Protein Expressions of Branched-Chain Keto Acid Dehydrogenase Subunits Are Selectively and Posttranscriptionally Altered in Liver and Skeletal Muscle of Starved Rats

Abstract

Although it has been well established that starvation increases the oxidation of branched-chain keto acids (BCKA) in humans and experimental animals such as rats, the mechanism has not been adequately investigated. For example, the effects of starvation on protein and mRNA expressions of BCKA dehydrogenase, which is the key enzyme regulating this oxidation, have not yet been studied. To initiate such studies, we first determined the activity of BCKA dehydrogenase in the liver and skeletal muscle of fed and starved rats. The levels of activity of BCKA dehydrogenase were significantly greater in tissues of starved rats than in those of fed rats. We then investigated the possible mechanisms of these increases in enzyme activity. The activity state of the enzyme was greater by 3-fold in the muscle of starved compared with fed rats, but there was no significant difference between the activity states in the liver. There were no significant differences between protein expressions of BCKA dehydrogenase subunits (E(1)alpha, E(1)beta and E(2)) in tissues of fed and starved rats; the exceptions were a greater expression of E(1)alpha in the liver and a lower expression of E(1)beta in the skeletal muscle of starved rats. These differences in protein expressions were not accompanied with any difference in the mRNA expressions of genes encoding E(1)alpha and E(1)beta. The rate of inactivation of BCKA dehydrogenase, mediated by its associated kinase, was significantly slower in the skeletal muscle of starved rats but was the same in the liver.

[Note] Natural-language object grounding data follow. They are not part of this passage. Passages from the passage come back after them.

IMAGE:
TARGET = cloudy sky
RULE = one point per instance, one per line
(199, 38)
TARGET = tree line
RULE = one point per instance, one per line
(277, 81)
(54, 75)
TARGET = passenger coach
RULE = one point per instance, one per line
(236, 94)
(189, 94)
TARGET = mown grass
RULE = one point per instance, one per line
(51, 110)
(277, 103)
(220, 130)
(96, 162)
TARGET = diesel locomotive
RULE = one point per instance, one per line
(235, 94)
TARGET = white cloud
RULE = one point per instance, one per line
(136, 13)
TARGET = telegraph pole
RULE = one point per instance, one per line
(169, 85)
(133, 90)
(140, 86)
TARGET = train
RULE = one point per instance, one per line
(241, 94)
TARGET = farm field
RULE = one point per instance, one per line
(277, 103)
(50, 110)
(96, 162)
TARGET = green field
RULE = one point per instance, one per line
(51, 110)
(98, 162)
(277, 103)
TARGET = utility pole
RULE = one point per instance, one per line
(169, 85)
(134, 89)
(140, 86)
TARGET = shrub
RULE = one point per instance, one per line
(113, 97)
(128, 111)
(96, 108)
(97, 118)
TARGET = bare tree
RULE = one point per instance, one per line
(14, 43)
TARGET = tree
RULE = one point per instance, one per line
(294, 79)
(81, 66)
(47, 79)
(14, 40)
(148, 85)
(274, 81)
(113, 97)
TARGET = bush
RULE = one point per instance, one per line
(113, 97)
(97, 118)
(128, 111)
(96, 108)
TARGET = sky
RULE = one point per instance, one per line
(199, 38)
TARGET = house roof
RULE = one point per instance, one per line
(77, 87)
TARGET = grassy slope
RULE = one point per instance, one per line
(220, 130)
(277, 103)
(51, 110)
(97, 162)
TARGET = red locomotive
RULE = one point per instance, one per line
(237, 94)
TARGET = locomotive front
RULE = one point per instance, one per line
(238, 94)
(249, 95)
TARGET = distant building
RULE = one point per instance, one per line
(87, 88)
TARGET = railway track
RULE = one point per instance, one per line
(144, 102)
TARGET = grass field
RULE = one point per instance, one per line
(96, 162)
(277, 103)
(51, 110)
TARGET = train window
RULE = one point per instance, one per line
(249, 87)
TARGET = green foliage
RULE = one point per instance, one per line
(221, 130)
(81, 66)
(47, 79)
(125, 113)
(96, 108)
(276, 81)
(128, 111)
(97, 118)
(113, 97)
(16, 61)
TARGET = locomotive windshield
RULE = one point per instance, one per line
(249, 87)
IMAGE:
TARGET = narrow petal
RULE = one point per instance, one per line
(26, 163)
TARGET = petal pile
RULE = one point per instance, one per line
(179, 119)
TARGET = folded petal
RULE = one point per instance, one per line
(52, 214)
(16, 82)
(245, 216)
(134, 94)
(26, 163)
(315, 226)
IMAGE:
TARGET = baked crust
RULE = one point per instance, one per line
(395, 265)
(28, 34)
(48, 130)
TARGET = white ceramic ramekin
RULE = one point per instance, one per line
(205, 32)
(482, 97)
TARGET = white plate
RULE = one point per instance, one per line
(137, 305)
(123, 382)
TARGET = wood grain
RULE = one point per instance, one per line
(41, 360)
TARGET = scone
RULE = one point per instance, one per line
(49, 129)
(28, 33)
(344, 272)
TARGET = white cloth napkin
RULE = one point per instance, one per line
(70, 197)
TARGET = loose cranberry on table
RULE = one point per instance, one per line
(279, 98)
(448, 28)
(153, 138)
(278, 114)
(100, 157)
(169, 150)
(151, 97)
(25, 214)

However, there was no significant difference between the protein or the mRNA expressions of the gene encoding BCKA dehydrogenase kinase in tissues of fed and starved rats. These results show that starvation increases the activity of BCKA dehydrogenase in the liver and skeletal muscle, and the mechanisms of increases in activity are posttranscriptional and involve cellular rather than the molecular mechanisms.